Pavel also cited the Czech Republic’s economic ties with Taiwan and shared democratic values as further reasons for accepting the call.
Earlier this month, Pavel, a former NATO official and chief general of the Czech armed forces, conducted a 45-minute video call with Chinese President Xi Jinping. Throughout the campaign, Pavel has taken an anti-CCP stance stating that China should be viewed as more of a security risk than an economic ally. This is a substantial departure from the conciliatory approach taken by current Czech President Miloš Zeman.
Pavel’s foreign policy advisor Petr Kolář became one of the first Western officials to formally visit Taiwan in 2020, with economists judging Taiwan to be more important to the Czech Republic than mainland China.
The president-elect also took a call from Ukrainian President Volodymyr Zelensky, who congratulated Pavel on his recent electoral victory and commitment to the Ukrainian wartime cause. Pavel is a vocal champion of Ukraine’s accession to the EU and has stated his intention to make a case for Kyiv to join the bloc in diplomatic trips across Eastern Europe before his inauguration.
A Chinese foreign ministry spokesperson responded to the move by saying that Pavel had stepped over Beejing’s ‘red line’ on the matter. Politico reported Tuesday that Beijing has been attempting to dissuade Pavel from making the call since the election. In 2011, Beijing issued economic sanctions against Lithuania for its increasing economic ties with Taiwan.
The Czech Republic, in line with the rest of the EU, currently follows the ‘One China’ policy that refuses to formally acknowledge the independence of Taiwan, designating the Beijing government as the de facto sole sovereign for the island.
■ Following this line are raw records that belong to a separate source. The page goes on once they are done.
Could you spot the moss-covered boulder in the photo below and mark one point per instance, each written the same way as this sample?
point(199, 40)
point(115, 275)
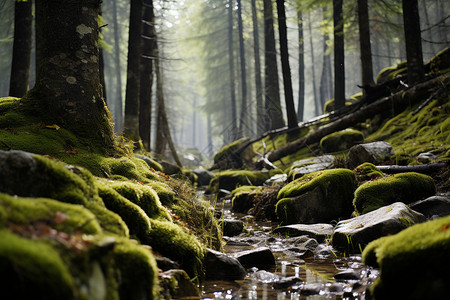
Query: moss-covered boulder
point(318, 197)
point(230, 179)
point(341, 140)
point(413, 263)
point(404, 187)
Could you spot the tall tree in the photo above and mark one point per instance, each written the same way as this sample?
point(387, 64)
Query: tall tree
point(339, 56)
point(272, 88)
point(118, 114)
point(68, 90)
point(364, 43)
point(243, 125)
point(20, 66)
point(413, 41)
point(131, 125)
point(258, 82)
point(286, 69)
point(301, 68)
point(146, 72)
point(231, 68)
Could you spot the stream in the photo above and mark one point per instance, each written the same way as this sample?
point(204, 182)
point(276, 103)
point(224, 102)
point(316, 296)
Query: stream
point(317, 273)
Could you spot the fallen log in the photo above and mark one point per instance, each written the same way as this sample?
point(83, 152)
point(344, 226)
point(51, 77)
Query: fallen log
point(396, 102)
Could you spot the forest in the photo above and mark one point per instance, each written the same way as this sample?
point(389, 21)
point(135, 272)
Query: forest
point(219, 149)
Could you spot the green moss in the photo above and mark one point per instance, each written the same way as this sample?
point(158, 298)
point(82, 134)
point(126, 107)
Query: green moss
point(413, 263)
point(404, 187)
point(341, 140)
point(33, 269)
point(64, 217)
point(231, 179)
point(367, 171)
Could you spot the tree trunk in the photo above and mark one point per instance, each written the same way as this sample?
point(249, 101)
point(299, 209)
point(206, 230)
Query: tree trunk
point(339, 55)
point(413, 41)
point(287, 80)
point(131, 126)
point(364, 43)
point(301, 68)
point(231, 70)
point(20, 66)
point(317, 106)
point(68, 90)
point(272, 89)
point(146, 73)
point(258, 82)
point(118, 113)
point(243, 125)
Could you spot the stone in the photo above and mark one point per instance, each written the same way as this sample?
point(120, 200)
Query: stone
point(354, 234)
point(374, 153)
point(232, 227)
point(219, 266)
point(433, 207)
point(317, 231)
point(261, 258)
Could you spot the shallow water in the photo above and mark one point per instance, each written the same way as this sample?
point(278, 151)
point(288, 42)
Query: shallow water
point(316, 272)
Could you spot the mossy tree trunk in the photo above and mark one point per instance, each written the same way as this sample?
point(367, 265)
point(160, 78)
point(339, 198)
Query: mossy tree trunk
point(20, 66)
point(68, 91)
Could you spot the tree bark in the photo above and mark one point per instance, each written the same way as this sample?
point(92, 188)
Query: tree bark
point(118, 113)
point(20, 66)
point(258, 82)
point(398, 102)
point(286, 69)
point(68, 90)
point(272, 89)
point(146, 73)
point(413, 41)
point(234, 133)
point(301, 68)
point(339, 55)
point(364, 43)
point(131, 125)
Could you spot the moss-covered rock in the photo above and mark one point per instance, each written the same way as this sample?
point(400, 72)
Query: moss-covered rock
point(341, 140)
point(413, 263)
point(317, 197)
point(367, 171)
point(230, 179)
point(404, 187)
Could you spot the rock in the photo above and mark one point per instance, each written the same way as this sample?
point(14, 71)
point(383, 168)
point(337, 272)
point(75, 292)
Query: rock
point(318, 197)
point(432, 207)
point(222, 267)
point(183, 287)
point(413, 263)
point(403, 187)
point(374, 153)
point(309, 165)
point(354, 234)
point(232, 227)
point(203, 176)
point(317, 231)
point(341, 140)
point(261, 258)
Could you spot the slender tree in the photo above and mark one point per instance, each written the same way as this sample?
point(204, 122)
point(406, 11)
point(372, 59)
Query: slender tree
point(301, 68)
point(146, 72)
point(272, 89)
point(68, 91)
point(244, 110)
point(20, 66)
point(286, 69)
point(131, 126)
point(413, 41)
point(364, 43)
point(339, 60)
point(258, 81)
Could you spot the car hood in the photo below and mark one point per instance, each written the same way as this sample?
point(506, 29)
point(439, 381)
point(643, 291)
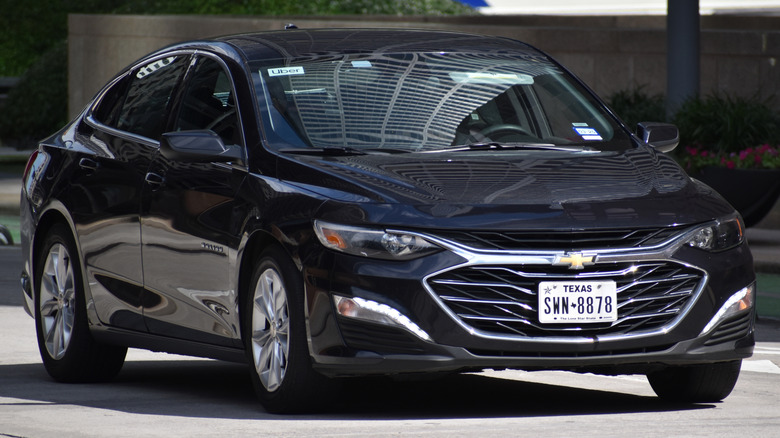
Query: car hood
point(509, 189)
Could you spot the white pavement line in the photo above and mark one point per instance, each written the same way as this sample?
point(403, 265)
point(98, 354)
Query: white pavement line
point(760, 366)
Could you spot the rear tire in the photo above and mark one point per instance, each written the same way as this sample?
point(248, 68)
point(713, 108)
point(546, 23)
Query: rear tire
point(68, 351)
point(275, 338)
point(706, 383)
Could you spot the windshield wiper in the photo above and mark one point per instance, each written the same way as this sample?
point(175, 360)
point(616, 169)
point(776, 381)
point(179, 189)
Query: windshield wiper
point(328, 151)
point(343, 151)
point(495, 146)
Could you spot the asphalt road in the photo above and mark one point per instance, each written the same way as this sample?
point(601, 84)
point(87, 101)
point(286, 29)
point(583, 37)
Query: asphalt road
point(164, 395)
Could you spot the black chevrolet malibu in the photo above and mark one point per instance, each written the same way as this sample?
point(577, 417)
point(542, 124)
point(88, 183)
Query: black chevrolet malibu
point(334, 203)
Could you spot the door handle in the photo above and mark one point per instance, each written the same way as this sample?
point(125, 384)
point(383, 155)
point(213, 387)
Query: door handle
point(154, 179)
point(89, 164)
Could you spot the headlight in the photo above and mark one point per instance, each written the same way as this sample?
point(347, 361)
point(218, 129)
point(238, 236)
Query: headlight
point(373, 243)
point(719, 235)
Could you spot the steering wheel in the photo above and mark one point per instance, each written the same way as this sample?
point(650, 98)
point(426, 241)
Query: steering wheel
point(504, 129)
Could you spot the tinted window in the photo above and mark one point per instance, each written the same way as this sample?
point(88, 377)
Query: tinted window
point(208, 102)
point(107, 110)
point(145, 107)
point(431, 101)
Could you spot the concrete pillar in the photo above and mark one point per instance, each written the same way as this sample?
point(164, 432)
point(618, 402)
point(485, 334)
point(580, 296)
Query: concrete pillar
point(682, 44)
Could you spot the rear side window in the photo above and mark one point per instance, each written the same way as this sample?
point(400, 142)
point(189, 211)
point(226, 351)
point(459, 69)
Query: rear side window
point(107, 110)
point(145, 107)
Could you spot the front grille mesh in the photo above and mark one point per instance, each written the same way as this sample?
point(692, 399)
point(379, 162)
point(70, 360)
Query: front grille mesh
point(557, 240)
point(503, 299)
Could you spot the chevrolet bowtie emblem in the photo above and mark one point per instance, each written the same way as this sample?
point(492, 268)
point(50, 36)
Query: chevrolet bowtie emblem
point(574, 260)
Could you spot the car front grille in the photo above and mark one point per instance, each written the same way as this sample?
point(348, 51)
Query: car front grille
point(502, 300)
point(558, 240)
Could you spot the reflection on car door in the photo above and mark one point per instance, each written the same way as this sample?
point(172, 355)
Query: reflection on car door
point(121, 133)
point(187, 226)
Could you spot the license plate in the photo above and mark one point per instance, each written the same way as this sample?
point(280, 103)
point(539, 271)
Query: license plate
point(565, 302)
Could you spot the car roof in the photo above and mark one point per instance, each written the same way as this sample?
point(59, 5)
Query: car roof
point(317, 42)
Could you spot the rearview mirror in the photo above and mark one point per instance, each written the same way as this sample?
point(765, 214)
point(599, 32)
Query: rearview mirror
point(200, 146)
point(664, 137)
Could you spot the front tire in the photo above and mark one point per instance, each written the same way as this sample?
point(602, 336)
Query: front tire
point(68, 351)
point(275, 337)
point(708, 383)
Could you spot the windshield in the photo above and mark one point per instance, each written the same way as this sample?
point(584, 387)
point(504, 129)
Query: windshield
point(417, 102)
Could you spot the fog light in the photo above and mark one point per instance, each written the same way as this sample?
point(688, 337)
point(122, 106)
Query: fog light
point(368, 310)
point(737, 303)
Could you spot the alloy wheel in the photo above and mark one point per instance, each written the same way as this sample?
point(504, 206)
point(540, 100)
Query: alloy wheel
point(57, 301)
point(270, 329)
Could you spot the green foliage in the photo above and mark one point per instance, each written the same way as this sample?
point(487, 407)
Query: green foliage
point(721, 123)
point(37, 106)
point(733, 132)
point(634, 106)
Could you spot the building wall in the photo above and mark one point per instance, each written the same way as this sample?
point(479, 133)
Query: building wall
point(739, 55)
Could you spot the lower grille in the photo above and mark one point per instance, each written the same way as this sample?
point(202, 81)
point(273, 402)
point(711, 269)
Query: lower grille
point(503, 299)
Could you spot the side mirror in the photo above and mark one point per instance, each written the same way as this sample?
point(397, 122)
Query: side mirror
point(197, 147)
point(664, 137)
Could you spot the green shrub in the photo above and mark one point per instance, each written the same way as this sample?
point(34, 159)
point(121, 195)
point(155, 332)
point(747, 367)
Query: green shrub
point(720, 123)
point(634, 106)
point(37, 107)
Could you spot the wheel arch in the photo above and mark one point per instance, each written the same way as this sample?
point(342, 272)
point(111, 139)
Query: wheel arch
point(257, 243)
point(51, 217)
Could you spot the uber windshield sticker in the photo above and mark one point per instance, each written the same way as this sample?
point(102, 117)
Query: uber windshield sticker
point(285, 71)
point(588, 133)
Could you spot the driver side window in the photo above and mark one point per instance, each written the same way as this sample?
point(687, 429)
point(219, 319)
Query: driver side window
point(208, 102)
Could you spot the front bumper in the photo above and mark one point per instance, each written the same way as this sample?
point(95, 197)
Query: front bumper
point(343, 346)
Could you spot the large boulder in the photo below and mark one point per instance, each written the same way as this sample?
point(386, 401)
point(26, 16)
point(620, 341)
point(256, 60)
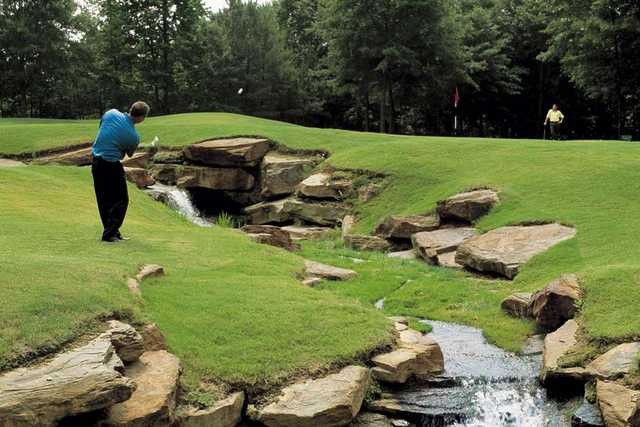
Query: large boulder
point(224, 413)
point(156, 375)
point(316, 269)
point(271, 235)
point(504, 250)
point(331, 401)
point(620, 405)
point(281, 173)
point(140, 177)
point(468, 206)
point(367, 243)
point(617, 362)
point(557, 302)
point(273, 212)
point(403, 227)
point(321, 213)
point(430, 244)
point(81, 380)
point(325, 185)
point(241, 152)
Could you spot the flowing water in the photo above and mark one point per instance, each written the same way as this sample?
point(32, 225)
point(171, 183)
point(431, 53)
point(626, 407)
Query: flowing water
point(180, 201)
point(483, 386)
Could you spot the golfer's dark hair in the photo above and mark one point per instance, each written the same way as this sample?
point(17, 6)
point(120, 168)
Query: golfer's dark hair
point(139, 109)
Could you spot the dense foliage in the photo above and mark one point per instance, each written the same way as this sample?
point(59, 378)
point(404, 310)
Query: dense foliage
point(387, 65)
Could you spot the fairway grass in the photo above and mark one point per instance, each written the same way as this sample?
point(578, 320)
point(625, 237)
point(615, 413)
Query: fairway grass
point(588, 184)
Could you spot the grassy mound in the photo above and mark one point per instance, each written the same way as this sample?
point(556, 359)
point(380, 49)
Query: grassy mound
point(589, 184)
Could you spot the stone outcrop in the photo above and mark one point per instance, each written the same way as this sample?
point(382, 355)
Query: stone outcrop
point(224, 413)
point(504, 250)
point(268, 212)
point(557, 302)
point(316, 269)
point(367, 243)
point(238, 152)
point(468, 206)
point(127, 342)
point(618, 361)
point(332, 401)
point(518, 304)
point(281, 173)
point(140, 177)
point(81, 380)
point(403, 227)
point(430, 244)
point(271, 235)
point(156, 376)
point(325, 185)
point(620, 406)
point(321, 213)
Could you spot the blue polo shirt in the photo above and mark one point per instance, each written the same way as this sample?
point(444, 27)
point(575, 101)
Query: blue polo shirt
point(116, 137)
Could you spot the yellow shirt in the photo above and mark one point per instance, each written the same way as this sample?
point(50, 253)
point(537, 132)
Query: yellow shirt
point(555, 116)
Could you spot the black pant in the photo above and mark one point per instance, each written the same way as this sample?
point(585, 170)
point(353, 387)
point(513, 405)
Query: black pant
point(111, 192)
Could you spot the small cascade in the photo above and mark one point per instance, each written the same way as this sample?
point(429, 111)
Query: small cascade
point(180, 201)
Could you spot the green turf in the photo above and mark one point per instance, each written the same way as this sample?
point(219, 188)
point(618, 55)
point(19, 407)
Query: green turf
point(592, 185)
point(232, 310)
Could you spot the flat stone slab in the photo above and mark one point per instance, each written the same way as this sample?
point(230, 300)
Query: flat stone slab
point(505, 250)
point(316, 269)
point(430, 244)
point(332, 401)
point(403, 227)
point(81, 380)
point(156, 375)
point(228, 152)
point(468, 206)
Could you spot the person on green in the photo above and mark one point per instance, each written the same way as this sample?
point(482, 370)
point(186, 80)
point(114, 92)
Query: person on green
point(555, 119)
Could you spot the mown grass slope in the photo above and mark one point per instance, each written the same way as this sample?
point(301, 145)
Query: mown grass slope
point(589, 184)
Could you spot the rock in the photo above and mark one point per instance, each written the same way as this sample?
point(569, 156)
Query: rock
point(138, 160)
point(620, 406)
point(587, 415)
point(271, 235)
point(617, 362)
point(281, 173)
point(149, 270)
point(348, 222)
point(224, 413)
point(505, 250)
point(156, 375)
point(126, 340)
point(518, 305)
point(312, 281)
point(306, 233)
point(267, 213)
point(367, 243)
point(403, 227)
point(321, 213)
point(556, 303)
point(430, 244)
point(468, 206)
point(410, 254)
point(244, 152)
point(80, 380)
point(324, 185)
point(327, 402)
point(153, 338)
point(80, 157)
point(312, 268)
point(140, 177)
point(8, 163)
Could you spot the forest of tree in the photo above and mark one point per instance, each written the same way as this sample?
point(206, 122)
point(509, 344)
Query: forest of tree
point(378, 65)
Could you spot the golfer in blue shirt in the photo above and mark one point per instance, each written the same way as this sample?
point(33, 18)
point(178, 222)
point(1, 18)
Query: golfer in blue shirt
point(116, 137)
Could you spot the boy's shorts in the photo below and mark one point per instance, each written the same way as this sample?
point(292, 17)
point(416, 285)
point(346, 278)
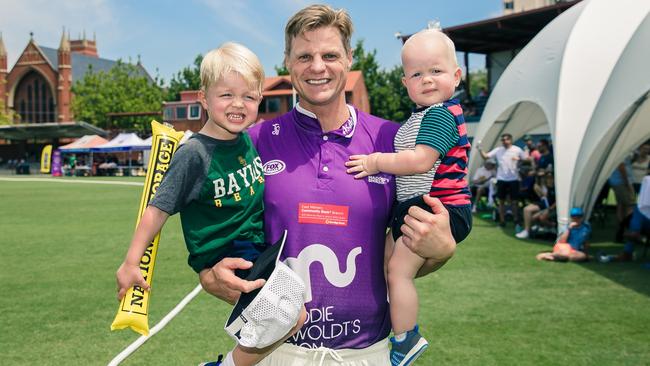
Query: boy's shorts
point(460, 217)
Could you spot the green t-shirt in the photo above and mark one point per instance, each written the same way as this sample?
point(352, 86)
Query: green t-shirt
point(218, 188)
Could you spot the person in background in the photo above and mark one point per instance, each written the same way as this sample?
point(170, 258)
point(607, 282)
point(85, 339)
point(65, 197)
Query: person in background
point(573, 244)
point(508, 157)
point(640, 221)
point(531, 150)
point(640, 165)
point(621, 183)
point(480, 185)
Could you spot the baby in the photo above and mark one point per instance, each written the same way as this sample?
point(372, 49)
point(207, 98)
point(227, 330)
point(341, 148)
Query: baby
point(432, 152)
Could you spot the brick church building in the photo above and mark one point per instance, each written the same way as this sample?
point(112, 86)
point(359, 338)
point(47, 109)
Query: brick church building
point(38, 87)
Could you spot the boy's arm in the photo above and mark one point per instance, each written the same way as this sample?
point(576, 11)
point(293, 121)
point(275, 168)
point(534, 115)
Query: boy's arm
point(405, 162)
point(129, 273)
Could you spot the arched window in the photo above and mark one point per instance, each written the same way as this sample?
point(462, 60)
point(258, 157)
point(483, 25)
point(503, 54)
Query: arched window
point(35, 99)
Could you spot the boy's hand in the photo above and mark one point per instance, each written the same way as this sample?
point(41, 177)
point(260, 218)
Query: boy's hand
point(221, 281)
point(127, 276)
point(365, 165)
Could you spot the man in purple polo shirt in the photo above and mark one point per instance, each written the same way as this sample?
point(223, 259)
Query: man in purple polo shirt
point(337, 225)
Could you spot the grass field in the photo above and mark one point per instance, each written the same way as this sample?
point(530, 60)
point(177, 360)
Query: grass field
point(493, 304)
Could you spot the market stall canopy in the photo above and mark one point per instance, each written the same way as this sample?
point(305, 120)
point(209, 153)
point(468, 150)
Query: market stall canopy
point(50, 130)
point(123, 142)
point(84, 144)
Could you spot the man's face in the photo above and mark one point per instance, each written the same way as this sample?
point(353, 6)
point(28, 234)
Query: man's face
point(318, 64)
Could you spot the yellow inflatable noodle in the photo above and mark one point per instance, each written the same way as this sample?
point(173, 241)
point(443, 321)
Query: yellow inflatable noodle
point(133, 311)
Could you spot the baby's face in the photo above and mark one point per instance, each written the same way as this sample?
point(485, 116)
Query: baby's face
point(430, 73)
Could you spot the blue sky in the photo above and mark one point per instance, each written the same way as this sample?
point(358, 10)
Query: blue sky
point(169, 34)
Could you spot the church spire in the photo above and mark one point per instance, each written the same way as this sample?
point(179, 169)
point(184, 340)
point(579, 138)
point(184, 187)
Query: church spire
point(3, 50)
point(65, 42)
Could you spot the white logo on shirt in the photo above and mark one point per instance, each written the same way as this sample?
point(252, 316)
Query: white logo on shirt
point(273, 167)
point(330, 263)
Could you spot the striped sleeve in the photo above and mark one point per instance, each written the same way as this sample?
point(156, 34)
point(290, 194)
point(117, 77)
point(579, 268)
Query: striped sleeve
point(438, 130)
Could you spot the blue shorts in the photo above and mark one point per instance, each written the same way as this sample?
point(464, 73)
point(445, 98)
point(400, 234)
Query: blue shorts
point(639, 222)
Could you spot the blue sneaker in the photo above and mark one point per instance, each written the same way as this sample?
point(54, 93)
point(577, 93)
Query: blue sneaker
point(405, 352)
point(213, 363)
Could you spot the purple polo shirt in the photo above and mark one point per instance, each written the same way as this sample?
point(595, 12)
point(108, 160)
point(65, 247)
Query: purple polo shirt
point(336, 224)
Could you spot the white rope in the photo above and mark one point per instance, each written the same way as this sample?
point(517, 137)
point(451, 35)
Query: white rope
point(140, 341)
point(63, 180)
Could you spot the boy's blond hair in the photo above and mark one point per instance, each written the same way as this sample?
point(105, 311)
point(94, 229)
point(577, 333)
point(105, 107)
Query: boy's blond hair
point(232, 57)
point(314, 17)
point(436, 33)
Recently, relations between Taiwan and the Czech Republic have warmed up, with the Taiwanese electronics giant Foxconn becoming a significant employer and strategic asset to the Czech Republic.
The phone call has been compared to a similar move made by then-President-elect Donald Trump in the aftermath of his electoral victory in 2016. Pavel will take office on the 9th of March this year.